Her eyes narrowed into slits. “Then why do you hesitate? Do the deed, or admit your fear.”
She was right, I was stalling. Not because I was afraid. But because doing so would allow the scales to balance once and for all. “My question is this: Weren’t you the one who always told me to never turn my back on an enemy?”
She frowned. “Yes. Why?”
Maisie struck then. Her fangs cut deep into Lavinia’s neck. Caught off guard, the Domina froze in shock. Maisie’s arms clamped around our grandmother as she bit deeper and drank greedily from the jugular. Lavinia reanimated with a vengeance, struggling and screaming for help. But no one was left to help her. Soon, her pale complexion took on the powdery blue cast of impending death.
Passing through the bowing revenants, I limped toward the slab where the Caste guys had held Maisie. I reached it just as Lavinia screamed my name. Picked up the book and shoved it into my waistband, when the screams cut off abruptly. I released the Chthonic goddess powers back into the ground where they belonged. As the dark, shadowy energy swirled out of me, a wet ripping sound reached my ears. Closed my eyes when a flash of heat scorched my back.
Ding dong, the bitch was dead.
The knowledge should have filled me with joy. Instead, I felt hollow. Totally empty.
I looked up to see Zen, PW, and Giguhl watching the display with somber expressions. “Go help her,” I said quietly. Despite the fact I knew I’d done the right thing letting Maisie kill Lavinia, I couldn’t face her right then.
“Um, Sabina?” Giguhl said. I looked up. “What about them?” He nodded to the revenants.

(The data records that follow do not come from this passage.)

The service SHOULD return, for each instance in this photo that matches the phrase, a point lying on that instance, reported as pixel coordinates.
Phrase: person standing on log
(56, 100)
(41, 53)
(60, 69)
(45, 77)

I sighed and turned toward the rotting crowd. I didn’t worry I’d have to kill them all like I did Kevin. This time, by instinct, I knew the revenants merely waited for my command. “Your work here is done. I release you. May you rest in peace.”
The zombies obeyed immediately. As they shambled slowly toward their crypts and tombs, Giguhl and Zen went to Maisie’s kneeling form. Soft keening sounds rose from her huddled body as she rocked next to the scorch mark that had once been our grandmother. My conscience told me I should go to her.
But I couldn’t. The image of Maisie feeding from Adam was too fresh. Besides, I wasn’t sure I could be anyone’s cheerleader right then. Adam was dead, Maisie was broken, and I felt ….. nothing. No hope for the future. No confidence everything would work out. Hell, I wasn’t even sure I’d actually won, given Lavinia’s prediction that Cain wouldn’t stop coming after me.
But as I turned away, I knew one thing: Letting Maisie kill Lavinia had been the right choice. Instead of feeling robbed of the opportunity for revenge, I felt like justice had been done. Maisie had just served our grandmother a heaping spoonful of her own bitter medicine.